• Evaluate beta cell secretion, insulin sensitivity, and glucose effectiveness, in euglycemic & hyperglycemic pancreas transplant pts,& euglycemic kidney transplant pts at least 9 months post-transplant as well as normal controls. [ Time Frame: two visits ] [ Designated as safety issue: No ]
  

Type I diabetes mellitus (DM1) is an autoimmune disease characterized by destruction of the in sulin-secreting beta cells. Insulin replacement has been the cornerstone of therapy for patients with DM1. However, pancreas transplantation, utilizing the whole pancreas as a means to replace the destroyed beta cells, has become a therapeutic alternative. The goal of pancreas transplantation is the establishment of long-term euglycemia, thereby preventing or allowing for the repair of end-organ complications.
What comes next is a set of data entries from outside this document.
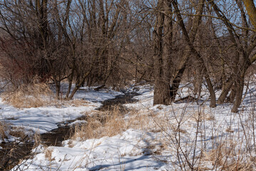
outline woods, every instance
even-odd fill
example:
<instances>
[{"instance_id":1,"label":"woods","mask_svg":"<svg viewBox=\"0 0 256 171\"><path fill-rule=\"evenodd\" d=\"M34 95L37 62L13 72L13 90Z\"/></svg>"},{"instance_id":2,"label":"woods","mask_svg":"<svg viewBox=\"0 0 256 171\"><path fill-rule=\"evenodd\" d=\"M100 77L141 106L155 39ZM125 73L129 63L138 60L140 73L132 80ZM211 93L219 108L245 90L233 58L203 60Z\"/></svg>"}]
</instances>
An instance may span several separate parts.
<instances>
[{"instance_id":1,"label":"woods","mask_svg":"<svg viewBox=\"0 0 256 171\"><path fill-rule=\"evenodd\" d=\"M170 105L188 83L191 96L205 86L210 107L237 113L255 73L252 0L1 0L0 9L0 75L14 88L37 78L60 98L66 82L69 100L84 85L150 82L154 105Z\"/></svg>"}]
</instances>

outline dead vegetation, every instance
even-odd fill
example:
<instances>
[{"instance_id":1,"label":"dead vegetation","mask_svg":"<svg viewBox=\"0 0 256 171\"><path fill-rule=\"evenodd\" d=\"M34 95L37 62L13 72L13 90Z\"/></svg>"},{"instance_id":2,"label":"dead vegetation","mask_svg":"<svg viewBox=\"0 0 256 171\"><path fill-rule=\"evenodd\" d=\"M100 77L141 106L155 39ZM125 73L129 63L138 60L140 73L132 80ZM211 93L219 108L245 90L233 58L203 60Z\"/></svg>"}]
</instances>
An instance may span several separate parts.
<instances>
[{"instance_id":1,"label":"dead vegetation","mask_svg":"<svg viewBox=\"0 0 256 171\"><path fill-rule=\"evenodd\" d=\"M45 83L24 84L10 87L2 94L3 100L15 108L37 108L51 103L52 92Z\"/></svg>"}]
</instances>

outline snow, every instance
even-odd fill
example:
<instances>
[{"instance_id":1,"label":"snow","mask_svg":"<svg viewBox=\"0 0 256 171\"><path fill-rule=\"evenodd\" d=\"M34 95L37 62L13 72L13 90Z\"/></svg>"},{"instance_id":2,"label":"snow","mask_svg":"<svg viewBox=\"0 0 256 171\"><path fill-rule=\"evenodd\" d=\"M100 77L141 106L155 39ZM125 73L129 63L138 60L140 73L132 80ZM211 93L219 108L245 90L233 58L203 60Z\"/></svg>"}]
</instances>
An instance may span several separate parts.
<instances>
[{"instance_id":1,"label":"snow","mask_svg":"<svg viewBox=\"0 0 256 171\"><path fill-rule=\"evenodd\" d=\"M78 90L74 97L74 99L83 99L88 102L82 106L66 106L65 102L63 102L63 105L61 103L58 106L22 109L5 104L0 98L0 120L12 126L22 127L28 132L41 134L58 128L58 123L74 120L86 113L93 111L101 105L101 102L114 98L120 94L122 93L113 90L107 92L106 90L95 91L87 88Z\"/></svg>"},{"instance_id":2,"label":"snow","mask_svg":"<svg viewBox=\"0 0 256 171\"><path fill-rule=\"evenodd\" d=\"M33 150L34 157L24 161L14 170L180 170L179 163L182 162L185 162L186 170L190 170L190 162L205 170L219 170L221 167L213 159L217 157L217 152L230 154L221 159L230 165L234 161L247 162L245 156L249 152L250 157L256 156L255 86L249 86L239 113L230 112L231 104L210 108L209 101L201 105L195 102L179 102L168 106L153 106L153 88L146 85L137 89L140 95L134 98L138 101L125 105L148 117L146 124L140 128L129 128L113 137L67 140L63 142L63 147L39 145ZM179 95L184 97L188 91L184 88ZM16 109L1 102L1 117L15 118L7 120L14 125L45 133L56 128L57 123L92 112L103 100L122 93L88 88L82 92L76 98L90 101L86 106ZM203 98L208 97L205 95ZM128 122L133 117L128 113L125 120ZM85 121L71 124L81 122ZM251 167L256 169L253 165Z\"/></svg>"}]
</instances>

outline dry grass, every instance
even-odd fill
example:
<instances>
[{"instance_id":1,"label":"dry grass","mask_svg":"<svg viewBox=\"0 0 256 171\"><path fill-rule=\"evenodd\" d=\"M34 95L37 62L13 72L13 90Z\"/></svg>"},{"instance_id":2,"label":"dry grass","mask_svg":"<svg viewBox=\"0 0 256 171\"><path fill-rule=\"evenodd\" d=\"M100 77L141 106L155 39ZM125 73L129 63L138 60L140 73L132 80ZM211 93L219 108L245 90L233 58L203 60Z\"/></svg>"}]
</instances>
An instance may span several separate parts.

Maintenance of the pancreas allograft over many years remains the goal in following pancreas transplant recipients over time. The onset of hyperglycemia less than one year after transplant is usually due to issues of surgical technique or acute rejection. HOwever, the onset of hyperglycemia fter one year of pancreas transplant is more problematic because the underlying causes are less clear and have been less well characterized. Currently, there is no protocol for definitively identifying the causes of hyperglycemia in pancreas transplant recipients over one year. This project will systematically characterize beta cell function and peripheral tissue response to insulin in patients who have received an earlier successful pancreas transplant who have developed hyperglycemia.